Ein Fall für den Kondomkönig

Was will uns Google damit sagen?

Kondom geplatzt: Präsident tot?

So könnte man jetzt über diesen kurzen Beitrag berichten – und damit die Spirale der Verwirrung noch einen Tick weiter drehen… und Google ist schuld. Genauer gesagt: Google Alerts, mein Frühwarnsystem für Kondome im Netz. Soeben tickerte nämlich folgende Meldung in mein Postfach:
Google Alerts Screenshot
Offensichtlich konnte er sich, ähem, nicht mehr länger halten…
(Ich trau mich ja gar nicht, den Link anzuklicken, um eventuell herauszufinden, was das mit Kondomen zu tun hat… meines Wissens war Michael Sata katholisch…)

Google ist mal wieder witzig heute

Leute, googelt bloß nicht nach „Weltkondomtag“. Erstens gibts den offiziell gar nicht, und zweitens hat Google dazu seine ganz eigene Meinung:
weltkondomtag
Danke, Google, für Dein Vertrauen in dieses Produkt.

Drauf, ran, rein? Von wegen.

Manche Wege sind weiter, als man denkt – zum Beispiel der vom Kondom bis zur Vagina, also auf gut Englisch „from Condom to Pussy“, in Frankreich jedenfalls.
Google Maps - from Condom to Pussy
Gute Reise!

Screenshot (c) Google Maps

Android mag keine Kondome? Bizarr.

Ich verlinke ja nicht so wahnsinnig gern zum „Spiegel“, aber gestern fand ich doch einen interessanten Beitrag, der sich mit der Autokorrektur-Funktion des Betriebssystems „Android“ (neueste Version mit dem Codenamen „Kitkat“) befasst. Was das mit Kondomen zu tun hat? Nun, „condom“ gehört (zumindest in der englischen Version) zu den Wörtern, die explizit von der Autokorrektur ausgeschlossen sind:

„Ich versuche, per Swype-Funktion das Wort ‚Kondom‘ einzugeben und bekomme ‚Kondition‘ oder ‚Konfusion'“, zitiert „Wired“ Jillian York, eine Sprecherin der Electronic Frontier Foundation, die sich für Bürgerrechte einsetzt. „Es gibt keinen Kontext, in dem das irgendeinen Sinn ergibt. Werd erwachsen, Android.“
Ungefähr 1400 Wörter soll Google bei KitKat auf eine Art Blockierliste gesetzt haben. Das Wörterbuch behandelt sie, als würden sie nicht existieren.

Der Artikel zitiert im Wesentlichen einen Beitrag aus dem Magazin WIRED, in dem es auch sehr schön heißt:

Taken as a whole, Google’s list suggests not only a surprising discomfort with sexuality, but also reproductive health and undergarments.

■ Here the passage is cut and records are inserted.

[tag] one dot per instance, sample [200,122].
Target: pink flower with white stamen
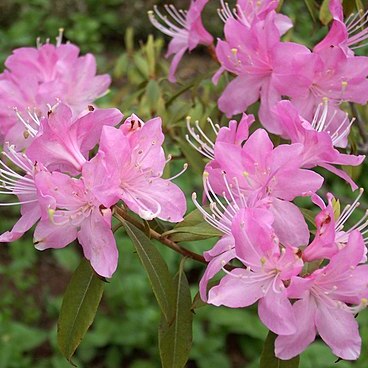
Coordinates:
[131,162]
[331,235]
[186,29]
[328,300]
[50,73]
[23,186]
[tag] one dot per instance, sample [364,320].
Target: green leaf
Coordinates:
[359,5]
[336,208]
[268,359]
[309,216]
[156,268]
[193,227]
[311,5]
[150,53]
[79,307]
[195,160]
[324,13]
[153,94]
[175,338]
[129,40]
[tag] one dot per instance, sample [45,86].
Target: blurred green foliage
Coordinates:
[124,333]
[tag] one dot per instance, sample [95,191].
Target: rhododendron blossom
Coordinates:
[131,162]
[80,173]
[50,74]
[347,35]
[63,142]
[331,234]
[319,137]
[257,57]
[24,187]
[185,28]
[327,302]
[74,212]
[267,265]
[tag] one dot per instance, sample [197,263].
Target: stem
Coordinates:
[122,216]
[362,129]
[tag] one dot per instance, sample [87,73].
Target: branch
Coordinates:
[122,216]
[362,129]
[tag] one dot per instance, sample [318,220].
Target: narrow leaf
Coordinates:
[195,160]
[311,5]
[359,5]
[156,268]
[81,300]
[268,359]
[324,13]
[193,227]
[309,216]
[175,338]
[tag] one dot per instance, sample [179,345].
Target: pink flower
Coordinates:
[130,167]
[258,59]
[222,213]
[236,133]
[347,36]
[331,235]
[318,137]
[329,74]
[75,213]
[185,28]
[23,186]
[328,300]
[251,11]
[267,266]
[63,142]
[268,175]
[38,77]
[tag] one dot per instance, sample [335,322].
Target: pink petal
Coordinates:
[287,347]
[98,243]
[339,330]
[276,312]
[235,291]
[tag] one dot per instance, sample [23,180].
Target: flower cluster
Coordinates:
[48,157]
[250,184]
[250,198]
[70,164]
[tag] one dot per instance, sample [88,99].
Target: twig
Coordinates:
[362,129]
[122,216]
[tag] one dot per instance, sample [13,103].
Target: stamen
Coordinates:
[166,26]
[185,166]
[347,211]
[205,149]
[210,219]
[59,38]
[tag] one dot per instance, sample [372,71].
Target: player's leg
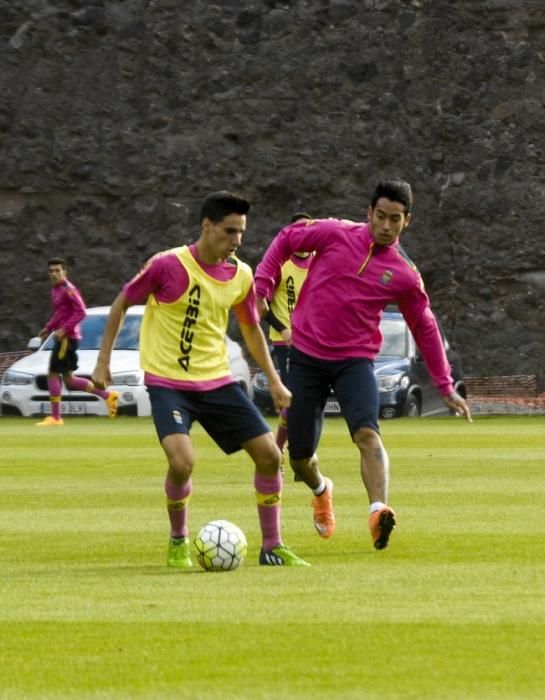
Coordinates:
[54,383]
[171,413]
[280,354]
[356,390]
[81,384]
[268,490]
[309,382]
[234,423]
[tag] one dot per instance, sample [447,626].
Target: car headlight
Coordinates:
[389,382]
[12,376]
[127,378]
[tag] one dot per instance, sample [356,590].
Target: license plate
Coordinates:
[71,407]
[332,407]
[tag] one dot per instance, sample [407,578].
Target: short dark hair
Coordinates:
[396,191]
[299,215]
[218,205]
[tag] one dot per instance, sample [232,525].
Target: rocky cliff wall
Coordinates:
[118,116]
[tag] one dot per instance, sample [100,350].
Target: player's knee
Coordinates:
[367,439]
[180,467]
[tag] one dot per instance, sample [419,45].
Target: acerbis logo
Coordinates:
[187,335]
[290,289]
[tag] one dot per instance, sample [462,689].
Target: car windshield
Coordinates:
[92,329]
[394,332]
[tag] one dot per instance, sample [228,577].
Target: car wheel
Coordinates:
[412,407]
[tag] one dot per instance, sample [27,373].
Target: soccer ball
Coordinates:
[220,545]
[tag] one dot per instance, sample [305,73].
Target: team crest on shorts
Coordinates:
[386,277]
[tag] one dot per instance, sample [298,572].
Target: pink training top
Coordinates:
[349,284]
[69,309]
[166,278]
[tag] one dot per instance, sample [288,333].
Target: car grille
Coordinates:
[80,398]
[41,382]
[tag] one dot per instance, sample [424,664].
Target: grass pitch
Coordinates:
[454,608]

Johoho, und ’ne Buddel voll Rum. Aber hej: Nix neues, eigentlich. In Amerika ist auch Pornoindustrie und Prüderie ja kein Widerspruch.

They’re Gummi

Wahrlich, sind die bekannten Kondome ein klassisches Jungs am nächsten friend. They’re Gummi Verhütungsmethoden anerkannt zu unerwünschten Schwangerschaft zusammen mit dem gefürchteten std oder Helps. They verhindern, elastisch und unglaublich dünn Speicher oder Gummi hergestellt werden material. And Sie überrascht zu entdecken, dass Sie zur Verfügung Kondome available for sale finden now and von denen die meisten sogar aromatisierte Kondome, um Ihnen Möglichkeiten bieten werden.
Wirklich, es ist so erstaunlich, wie eine solche Nutzung der Kondome ist durch die years. Really verändert, seit 1884 wurde Latex Material die einzige wirkliche Gegenstände, die daran gewöhnt, diese Verhütungsmethoden zu produzieren war bis 1912. Which war einst das sehr originell von Condom begonnen, known. Then werden diese Entdeckung bereitete schließlich den Weg in die für die verschiedenen Bauarten und Typen von Kondomen für alle Arten von Personas zusammen mit den Typen von Menschen. (Canalblog)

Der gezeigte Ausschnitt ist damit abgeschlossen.